He raises his fists, not yet intending to use them, only for warning. He steps closer, calling on One for All as he speaks.
“Please let me escort you off the premises si—“
It does not come.
Toshinori falters, first confused. He shakes his hands a bit as if One for All was just a faulty flashlight needing a bit of persuasion. The being also ceases its aggressive breathing, as if it knows.
The power still doesn’t come.
Toshinori stares at his fists, confusion flickering into panic. He tries to feel that warm white light in the middle of his chest but it’s not there.
His breathing hitches once.
The stranger sucks in another breath, visibly fighting for each one of them. It reaches an arm forward. Toshinori sees crooked fingers extending his way, straightening as much as it’s possible with joints as fucked as those.
He smells decay.
He recoils.
The thing reaches more desperately.
Toshinori turns around and runs.
His feet slap slap slap harsh against the springy linoleum. Blood drums in his ears, louder and faster with each second that the power does not come. Windows pass by, a strobe of beam after beam of orange.
Where is it? Toshinori’s sure he had it yesterday and didn’t give it away. Not even accidentally. Come on. He thumps a fist against his chest, trying to channel the instinctual fear into anger. Come on! Nothing, just some air exiting his lungs. COME ON! Even through his own boiling blood, he hears the breathing. Right on the back of his neck.
COME ON!
Toshinori swats behind his back but his hands find nothing. But there’s still the feeling of warm, moist breaths on his nape so he chances a quick look back but what he sees, fills him with only more panic.
The hallway behind him is endless and empty.

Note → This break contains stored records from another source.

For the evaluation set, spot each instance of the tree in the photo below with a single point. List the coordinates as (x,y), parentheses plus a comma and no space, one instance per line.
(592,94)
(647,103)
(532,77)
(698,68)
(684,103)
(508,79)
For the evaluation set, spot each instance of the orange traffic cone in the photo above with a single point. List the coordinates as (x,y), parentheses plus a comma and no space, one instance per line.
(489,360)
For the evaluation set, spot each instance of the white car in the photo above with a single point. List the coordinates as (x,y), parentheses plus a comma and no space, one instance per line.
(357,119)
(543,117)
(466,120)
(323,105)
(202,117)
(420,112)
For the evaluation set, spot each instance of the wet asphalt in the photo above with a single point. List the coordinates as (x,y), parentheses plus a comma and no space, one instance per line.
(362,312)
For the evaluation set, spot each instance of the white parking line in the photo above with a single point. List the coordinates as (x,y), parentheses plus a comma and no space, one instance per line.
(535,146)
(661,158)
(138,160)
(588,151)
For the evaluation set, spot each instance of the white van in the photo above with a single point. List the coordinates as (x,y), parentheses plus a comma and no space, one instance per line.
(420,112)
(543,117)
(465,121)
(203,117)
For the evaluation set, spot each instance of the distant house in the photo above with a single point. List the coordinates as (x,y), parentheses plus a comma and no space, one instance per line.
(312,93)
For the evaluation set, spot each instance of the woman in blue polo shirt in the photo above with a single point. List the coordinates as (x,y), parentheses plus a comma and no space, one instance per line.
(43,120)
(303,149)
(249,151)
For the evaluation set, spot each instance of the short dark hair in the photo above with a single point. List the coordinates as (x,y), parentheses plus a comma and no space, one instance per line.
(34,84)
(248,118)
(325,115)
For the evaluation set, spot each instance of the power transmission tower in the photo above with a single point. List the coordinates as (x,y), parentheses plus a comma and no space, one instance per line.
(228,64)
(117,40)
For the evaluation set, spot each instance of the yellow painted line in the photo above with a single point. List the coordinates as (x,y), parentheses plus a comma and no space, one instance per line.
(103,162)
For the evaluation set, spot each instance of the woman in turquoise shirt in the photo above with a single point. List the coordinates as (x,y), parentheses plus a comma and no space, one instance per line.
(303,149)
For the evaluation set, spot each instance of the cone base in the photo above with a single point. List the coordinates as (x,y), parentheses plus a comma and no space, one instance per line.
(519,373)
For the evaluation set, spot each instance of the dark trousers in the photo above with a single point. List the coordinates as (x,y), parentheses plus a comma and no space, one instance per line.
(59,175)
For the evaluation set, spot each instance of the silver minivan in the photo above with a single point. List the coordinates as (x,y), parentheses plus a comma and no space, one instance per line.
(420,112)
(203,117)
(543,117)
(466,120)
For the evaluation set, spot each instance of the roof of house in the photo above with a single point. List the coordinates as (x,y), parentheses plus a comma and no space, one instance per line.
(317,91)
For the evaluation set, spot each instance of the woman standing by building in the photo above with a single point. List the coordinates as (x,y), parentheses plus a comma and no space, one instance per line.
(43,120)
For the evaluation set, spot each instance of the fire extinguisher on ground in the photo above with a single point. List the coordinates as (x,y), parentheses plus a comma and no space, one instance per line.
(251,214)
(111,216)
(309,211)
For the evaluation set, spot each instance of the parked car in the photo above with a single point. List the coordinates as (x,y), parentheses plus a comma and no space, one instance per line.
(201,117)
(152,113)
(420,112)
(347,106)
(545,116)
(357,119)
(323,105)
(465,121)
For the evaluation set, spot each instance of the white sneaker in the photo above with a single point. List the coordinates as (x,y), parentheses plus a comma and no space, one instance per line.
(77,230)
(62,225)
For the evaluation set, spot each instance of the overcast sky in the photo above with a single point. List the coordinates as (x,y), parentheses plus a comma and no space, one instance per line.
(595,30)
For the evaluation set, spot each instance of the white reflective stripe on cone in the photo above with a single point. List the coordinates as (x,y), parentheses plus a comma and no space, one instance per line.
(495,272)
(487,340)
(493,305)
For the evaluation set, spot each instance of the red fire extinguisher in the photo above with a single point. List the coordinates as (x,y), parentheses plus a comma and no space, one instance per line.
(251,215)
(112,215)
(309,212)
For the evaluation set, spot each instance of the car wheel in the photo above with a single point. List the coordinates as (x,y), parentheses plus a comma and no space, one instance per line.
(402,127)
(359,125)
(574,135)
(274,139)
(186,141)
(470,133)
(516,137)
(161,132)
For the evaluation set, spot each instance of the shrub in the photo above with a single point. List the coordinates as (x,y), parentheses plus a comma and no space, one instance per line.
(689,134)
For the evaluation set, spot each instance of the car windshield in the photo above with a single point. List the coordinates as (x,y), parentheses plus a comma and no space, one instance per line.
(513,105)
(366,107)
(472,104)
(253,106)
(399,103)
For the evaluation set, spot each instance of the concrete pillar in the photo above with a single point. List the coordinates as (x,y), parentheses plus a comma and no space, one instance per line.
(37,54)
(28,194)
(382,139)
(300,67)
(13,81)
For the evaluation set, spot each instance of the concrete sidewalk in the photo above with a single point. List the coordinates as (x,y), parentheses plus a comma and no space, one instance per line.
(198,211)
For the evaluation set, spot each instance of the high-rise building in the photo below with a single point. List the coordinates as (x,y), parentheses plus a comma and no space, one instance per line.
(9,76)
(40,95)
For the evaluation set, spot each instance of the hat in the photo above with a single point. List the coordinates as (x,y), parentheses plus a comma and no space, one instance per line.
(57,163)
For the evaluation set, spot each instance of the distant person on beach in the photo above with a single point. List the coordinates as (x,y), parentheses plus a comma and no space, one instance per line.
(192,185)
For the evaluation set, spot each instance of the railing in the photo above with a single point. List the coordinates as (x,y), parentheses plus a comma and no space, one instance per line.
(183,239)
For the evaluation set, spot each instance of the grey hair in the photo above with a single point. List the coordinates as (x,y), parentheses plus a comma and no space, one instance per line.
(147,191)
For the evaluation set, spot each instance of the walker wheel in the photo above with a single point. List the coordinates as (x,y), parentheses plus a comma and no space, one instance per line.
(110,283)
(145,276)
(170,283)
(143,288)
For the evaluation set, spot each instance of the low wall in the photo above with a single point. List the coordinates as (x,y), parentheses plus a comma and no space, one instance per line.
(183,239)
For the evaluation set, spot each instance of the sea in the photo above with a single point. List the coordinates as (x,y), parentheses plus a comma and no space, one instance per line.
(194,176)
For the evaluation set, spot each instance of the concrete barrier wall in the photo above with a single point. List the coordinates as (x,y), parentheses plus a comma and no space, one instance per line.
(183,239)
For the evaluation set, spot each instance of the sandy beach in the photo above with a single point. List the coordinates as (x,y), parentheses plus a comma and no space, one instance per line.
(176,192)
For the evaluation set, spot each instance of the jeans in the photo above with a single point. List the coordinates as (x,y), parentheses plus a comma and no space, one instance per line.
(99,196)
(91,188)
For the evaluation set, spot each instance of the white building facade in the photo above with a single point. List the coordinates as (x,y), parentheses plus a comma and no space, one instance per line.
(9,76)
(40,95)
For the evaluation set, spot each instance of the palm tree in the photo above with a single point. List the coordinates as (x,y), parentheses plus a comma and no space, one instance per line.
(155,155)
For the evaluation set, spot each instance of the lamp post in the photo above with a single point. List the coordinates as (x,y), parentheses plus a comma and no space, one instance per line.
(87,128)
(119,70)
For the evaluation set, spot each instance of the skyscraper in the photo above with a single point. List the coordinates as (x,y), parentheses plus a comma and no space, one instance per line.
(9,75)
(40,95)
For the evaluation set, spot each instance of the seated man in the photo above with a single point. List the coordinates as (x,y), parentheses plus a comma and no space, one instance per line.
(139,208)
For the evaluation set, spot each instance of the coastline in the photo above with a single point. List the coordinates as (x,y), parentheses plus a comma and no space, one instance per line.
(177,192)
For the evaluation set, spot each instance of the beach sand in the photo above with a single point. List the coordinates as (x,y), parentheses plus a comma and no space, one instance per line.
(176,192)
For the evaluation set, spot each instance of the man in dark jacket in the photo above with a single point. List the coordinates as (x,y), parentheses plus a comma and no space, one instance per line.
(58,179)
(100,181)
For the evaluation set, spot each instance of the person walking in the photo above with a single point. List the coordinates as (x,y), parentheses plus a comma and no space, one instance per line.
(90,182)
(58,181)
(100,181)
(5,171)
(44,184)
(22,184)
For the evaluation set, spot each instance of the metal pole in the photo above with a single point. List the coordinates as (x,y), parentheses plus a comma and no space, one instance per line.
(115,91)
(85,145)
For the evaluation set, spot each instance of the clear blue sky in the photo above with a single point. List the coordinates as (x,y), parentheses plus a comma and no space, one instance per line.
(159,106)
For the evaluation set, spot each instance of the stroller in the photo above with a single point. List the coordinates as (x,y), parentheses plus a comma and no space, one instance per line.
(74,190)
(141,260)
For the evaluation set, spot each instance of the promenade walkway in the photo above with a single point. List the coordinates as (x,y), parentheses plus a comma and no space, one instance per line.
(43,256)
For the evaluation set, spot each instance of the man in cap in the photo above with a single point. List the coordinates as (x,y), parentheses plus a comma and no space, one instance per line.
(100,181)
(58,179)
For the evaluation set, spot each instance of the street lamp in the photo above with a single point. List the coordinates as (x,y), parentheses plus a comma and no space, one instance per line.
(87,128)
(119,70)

He turns back just in time to avoid crashing into an intersection at full throttle. The base of his palm dents the ridged plastic covering. He pants and pushes himself back up straight, head whipping around to see hallways stretching out left and right, identical to the one behind him.
Only one of them has something standing in it.
No, not standing. Running. Clambering. Towards him.
Discarding all his training, Toshinori panics further and backs away. He knows he should stop and stand his ground. He’s a hero student for god’s sake! That thing looks like a leaky sack of bones. It needs to drag its hand against the wall, leaving a choppy streak of deep red blood just to stay upright. Its chest seems— wrong. Caving in instead of out.
But some deep, predominant instinct tells him that he should run. It’s stronger than Torino’s kicks or Nana’s encouraging words or even his own need to prove.
Toshinori knows with all his heart that if that creature reaches him, he’s doomed.
So he runs. He sprints around corners, crashes into walls, tries to wretch open doors, desperately calling on One for All again and again and again and again—
But there’s nothing there, no white light, no blue lighting, not even an ember. Just him and his quirkless body.
Comeoncomeoncomeon—
And that thing never stops. Its wheezing is near asthmatic now, chunks of entire organic somethings are produced when it hacks and coughs but it does not ease up, even if it’s practically dragging itself on all fours at this point. The smell of decay starts to permeate Toshinori’s nose. It’s sharp, like metal and blood but also rancid like rotting food, sprinkled with the eye-watering sting of disinfectant as if it wanted to hide the stench by pouring bleach all over itself.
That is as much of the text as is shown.